In the past year new housing complexes, new retail shops and several new killer restaurants have opened. So far this summer, new retail developments have been announced, some of the best restaurateurs in town are close to opening second or third versions of their award-winning eateries and artists are lining up 10 deep to get into the renovated warehouses the city acquired from the state. The first of those renovations is done and already 100 percent leased. A new, huge office tower has begun construction and other, older towers and office buildings have been purchased and renovations for them announced.
Michael Keith, the executive director of the Downtown Tucson Partnership, earlier this year predicted Downtown would be out of available retail space in three years.

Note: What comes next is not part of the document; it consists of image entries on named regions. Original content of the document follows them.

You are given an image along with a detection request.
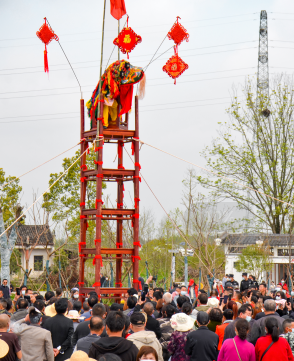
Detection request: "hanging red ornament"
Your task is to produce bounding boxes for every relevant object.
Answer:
[162,46,189,84]
[167,16,190,45]
[113,17,142,59]
[36,18,59,73]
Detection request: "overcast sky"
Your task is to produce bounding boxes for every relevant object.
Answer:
[0,0,294,225]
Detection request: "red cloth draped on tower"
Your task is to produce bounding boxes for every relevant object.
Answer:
[110,0,127,20]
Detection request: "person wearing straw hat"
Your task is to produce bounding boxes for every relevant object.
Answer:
[65,351,96,361]
[66,310,85,331]
[0,315,22,361]
[44,298,74,361]
[13,306,54,361]
[167,313,194,361]
[185,311,218,361]
[128,312,163,361]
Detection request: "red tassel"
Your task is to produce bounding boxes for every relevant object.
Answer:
[44,45,49,73]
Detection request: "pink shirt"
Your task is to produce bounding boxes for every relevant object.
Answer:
[217,336,256,361]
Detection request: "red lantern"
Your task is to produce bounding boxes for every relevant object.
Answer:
[167,16,190,45]
[113,17,142,59]
[36,18,59,73]
[162,46,189,84]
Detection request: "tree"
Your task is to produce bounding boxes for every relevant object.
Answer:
[43,151,106,242]
[197,77,294,233]
[235,244,272,279]
[0,168,22,225]
[0,208,17,285]
[0,168,23,284]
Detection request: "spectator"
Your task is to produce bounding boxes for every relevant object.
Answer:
[44,298,74,361]
[207,308,223,332]
[162,292,177,308]
[188,279,198,303]
[14,306,54,361]
[69,287,78,304]
[34,299,50,328]
[0,298,8,315]
[255,318,293,361]
[193,293,209,312]
[136,346,158,361]
[45,291,55,304]
[167,313,194,361]
[55,287,63,298]
[158,304,175,361]
[89,311,138,361]
[128,312,163,361]
[83,301,90,313]
[66,310,84,331]
[0,315,22,361]
[77,316,104,355]
[11,298,29,322]
[72,301,85,316]
[250,300,284,345]
[185,311,218,361]
[80,294,98,322]
[175,296,190,311]
[215,309,234,350]
[72,303,107,348]
[280,318,294,356]
[143,302,161,340]
[259,283,268,296]
[0,278,10,298]
[123,296,138,317]
[240,272,250,292]
[217,319,255,361]
[224,304,255,341]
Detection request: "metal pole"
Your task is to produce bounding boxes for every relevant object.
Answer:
[184,256,188,288]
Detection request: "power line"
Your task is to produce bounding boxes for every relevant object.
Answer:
[0,74,253,100]
[0,19,257,49]
[0,13,258,41]
[0,46,257,76]
[0,40,257,71]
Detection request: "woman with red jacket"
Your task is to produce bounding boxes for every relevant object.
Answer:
[255,317,294,361]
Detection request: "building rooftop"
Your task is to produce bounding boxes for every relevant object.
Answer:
[15,224,54,246]
[220,233,294,247]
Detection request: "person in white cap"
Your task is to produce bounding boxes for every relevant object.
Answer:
[167,313,194,361]
[13,306,54,361]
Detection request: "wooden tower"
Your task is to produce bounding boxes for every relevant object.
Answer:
[78,96,141,300]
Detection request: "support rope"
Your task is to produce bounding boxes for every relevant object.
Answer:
[0,137,103,238]
[0,142,81,189]
[134,139,294,208]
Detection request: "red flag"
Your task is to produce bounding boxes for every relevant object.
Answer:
[110,0,127,20]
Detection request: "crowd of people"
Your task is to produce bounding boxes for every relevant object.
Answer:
[0,273,294,361]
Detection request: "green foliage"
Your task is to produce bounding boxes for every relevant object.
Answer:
[42,151,106,241]
[0,168,22,225]
[235,245,272,278]
[198,79,294,233]
[0,248,21,274]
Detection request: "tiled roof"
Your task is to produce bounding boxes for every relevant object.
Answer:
[221,233,294,247]
[15,224,54,246]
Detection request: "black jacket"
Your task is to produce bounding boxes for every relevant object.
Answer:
[89,337,139,361]
[146,316,161,340]
[185,326,218,361]
[44,314,74,361]
[240,280,250,292]
[72,321,108,349]
[0,285,10,298]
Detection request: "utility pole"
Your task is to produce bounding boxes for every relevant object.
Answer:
[257,10,269,98]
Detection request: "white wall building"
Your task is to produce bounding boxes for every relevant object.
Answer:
[221,233,294,284]
[15,224,54,278]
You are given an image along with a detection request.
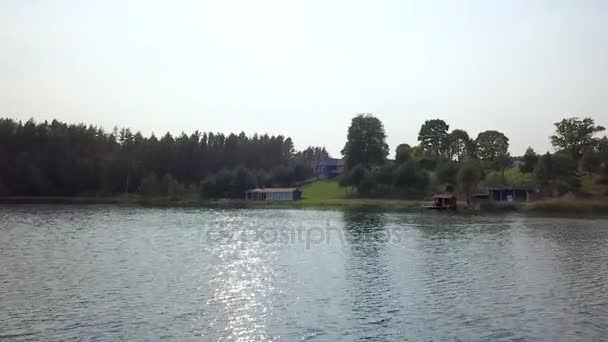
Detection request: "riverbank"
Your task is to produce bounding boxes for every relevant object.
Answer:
[0,195,608,215]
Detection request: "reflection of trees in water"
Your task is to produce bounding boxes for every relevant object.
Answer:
[344,211,399,340]
[344,210,390,250]
[512,218,608,340]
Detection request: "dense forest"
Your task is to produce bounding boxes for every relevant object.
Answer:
[340,114,608,198]
[0,119,328,198]
[0,114,608,202]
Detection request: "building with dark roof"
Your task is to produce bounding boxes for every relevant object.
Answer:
[315,158,344,179]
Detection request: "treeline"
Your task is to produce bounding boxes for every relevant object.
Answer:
[340,114,608,197]
[0,119,328,197]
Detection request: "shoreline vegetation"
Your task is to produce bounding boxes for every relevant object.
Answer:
[0,114,608,215]
[0,195,608,215]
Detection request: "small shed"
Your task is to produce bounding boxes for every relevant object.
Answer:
[488,188,536,203]
[424,193,457,209]
[315,158,344,179]
[245,188,302,201]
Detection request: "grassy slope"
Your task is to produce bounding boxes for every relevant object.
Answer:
[300,180,419,209]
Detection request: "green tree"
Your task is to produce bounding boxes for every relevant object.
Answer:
[457,159,481,205]
[520,147,540,173]
[446,129,474,160]
[534,152,554,194]
[394,161,429,190]
[551,117,605,160]
[395,144,412,164]
[475,130,509,160]
[342,114,388,169]
[435,161,458,184]
[418,119,450,157]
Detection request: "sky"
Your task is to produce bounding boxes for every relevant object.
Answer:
[0,0,608,156]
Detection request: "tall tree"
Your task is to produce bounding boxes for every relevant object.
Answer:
[445,129,473,160]
[395,144,412,164]
[475,130,509,160]
[551,117,605,160]
[520,147,539,173]
[342,114,388,168]
[418,119,450,157]
[457,159,481,204]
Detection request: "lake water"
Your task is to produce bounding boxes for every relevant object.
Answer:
[0,206,608,341]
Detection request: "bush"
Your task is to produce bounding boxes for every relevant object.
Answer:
[394,161,429,190]
[435,161,458,184]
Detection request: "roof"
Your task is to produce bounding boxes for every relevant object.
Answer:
[433,194,456,199]
[317,158,344,166]
[242,188,300,193]
[488,187,534,192]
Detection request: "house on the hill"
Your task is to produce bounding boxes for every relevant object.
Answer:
[245,188,302,201]
[488,188,537,203]
[315,158,344,179]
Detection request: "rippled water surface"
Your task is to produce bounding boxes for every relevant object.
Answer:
[0,206,608,341]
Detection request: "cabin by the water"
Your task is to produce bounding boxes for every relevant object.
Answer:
[245,188,302,201]
[315,158,344,179]
[488,188,536,203]
[423,193,457,209]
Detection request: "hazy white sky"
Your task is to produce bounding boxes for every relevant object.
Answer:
[0,0,608,156]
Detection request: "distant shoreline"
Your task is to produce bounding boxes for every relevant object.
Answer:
[0,195,608,215]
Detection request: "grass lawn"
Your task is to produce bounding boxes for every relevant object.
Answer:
[300,179,348,203]
[299,179,419,209]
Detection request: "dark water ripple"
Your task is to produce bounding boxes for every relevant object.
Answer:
[0,206,608,341]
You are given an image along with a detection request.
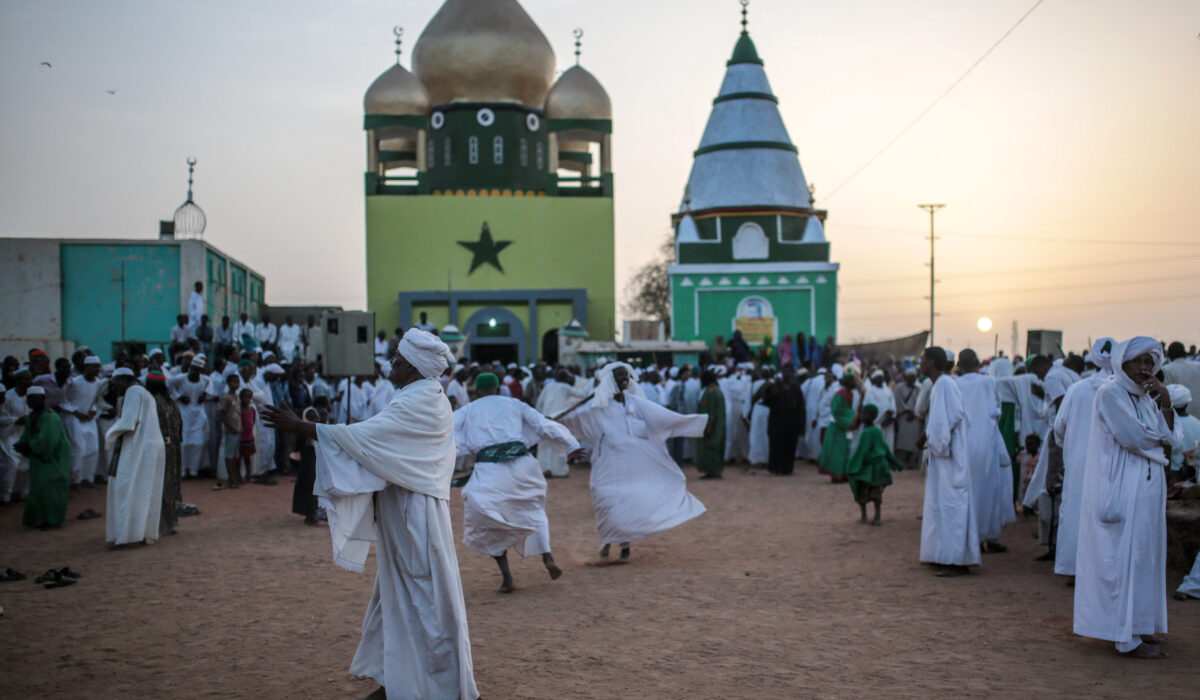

Last week during a report to the City Council, he revised that to 18 months in light of the incredible summer downtown’s real estate market has experienced.
Those private sector developments are on top of public sector projects recently or nearly completed that are helping grease the skids of the downtown economic boom. Among those are numerous street improvements, building façade improvements and new parking garages.
But there is a long way to go to get to the ultimate paydirt – a vibrant, culturally significant, fun, livable, revitalized downtown.
The modern streetcar needs to get across the finish line. Not only will that tie the three most significant nightlife, epicurean and entertainment districts in town together – Main Gate Square, Fourth Avenue and Downtown – but it also will tie in key retail and cultural developments planned for west of Interstate 10 and the river, namely the Mercado and Tucson Origins.
It also will make easier the University of Arizona’s decision to put student housing downtown because students will be able to get to school without having to drive (helping relive UA of its constant, crushing parking problem).
It also will be key in making planned expansions of the convention center and the hotly debated convention center hotel successful. The streetcar will easily, cheaply and quickly transport conventioneers to dozens of dining, entertainment and cultural and historic venues. That will help make attending a convention in Tucson fun, which is key to booking repeat business.
There is no underestimating the importance of the convention center and its necessary connected hotel in the success of downtown.
But the powers that be, meaning the city and the Rio Nuevo district, could still screw this up: the city and Rio Nuevo continue to bicker about who’s running the downtown show; dozens of important Rio Nuevo cultural and historic projects are dead or stalled; Republican state legislative leaders are eagerly awaiting an audit of Rio Nuevo so they can use its expected findings of past waste and mismanagement to take the district’s funding away; the city got into a tiff with the Regional Transportation Authority over Sun Tran, which inexplicably put the streetcar in jeopardy; and the city’s financial woes have scared the council away from helping to pay for the convention hotel.
Keith’s report about downtown’s incredible economic boom this past year should be the wakeup call to the city, Rio Nuevo, the RTA and the state that success is at hand.
Put the egos and hidden agendas aside and get downtown done.